RR Phantom
Location : Wasted Space Job/hobbies : Cayman Islands Actuary
| Subject: 'Parents have lost the plot': Controversial author updates book for new generation Sat Apr 30, 2016 11:37 pm | |
| For the past 40 years, maternity nurse Rachel Waddilove has been guiding women through the dense fog of new motherhood. Her methods, spelt out in her parenting manual The Baby Book, first published a decade ago, are controversially traditional - she advocates swaddling, controlled crying and formula - yet her client list includes Hollywood A-listers such as Minnie Driver and Gwyneth Paltrow.
Now Rachel, 68 and a grandmother of six, has decided to bring The Baby Book to a new generation. She has spent the past year compiling a new edition of the book, out this week, and which takes into account mothers' evolving lifestyles.
"It's not me who has changed," she says, "it's modern mothers. You're all so busy, you travel so much and you scare yourselves by reading nonsense on the internet. I want to make my message even clearer."
As a first-time mother three years ago, I was one of Rachel's "girls". She showed me how to swaddle Hector, my firstborn, and leave him to settle in his cot. The results were instantaneous: my husband and I began to get a lot more sleep.

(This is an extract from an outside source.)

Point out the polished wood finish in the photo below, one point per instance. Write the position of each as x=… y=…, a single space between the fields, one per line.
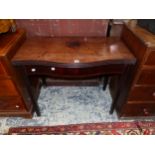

Two babies later, however, and I've gone soft. My latest addition, Horatio, 12 weeks, is exclusively breastfed, he spends his days attached to me in a sling and has a special cot connected to our bed, which he usually shuns in favour of sleeping next to me.
As I tell Rachel this, she sighs. "Modern parenting is all about the child, and that's what I don't like about it," she says. "I'm not belittling the fact that children are precious - they're a gift - but we're building a generation of little tin gods and it's not creating a very nice society. We've lost the plot."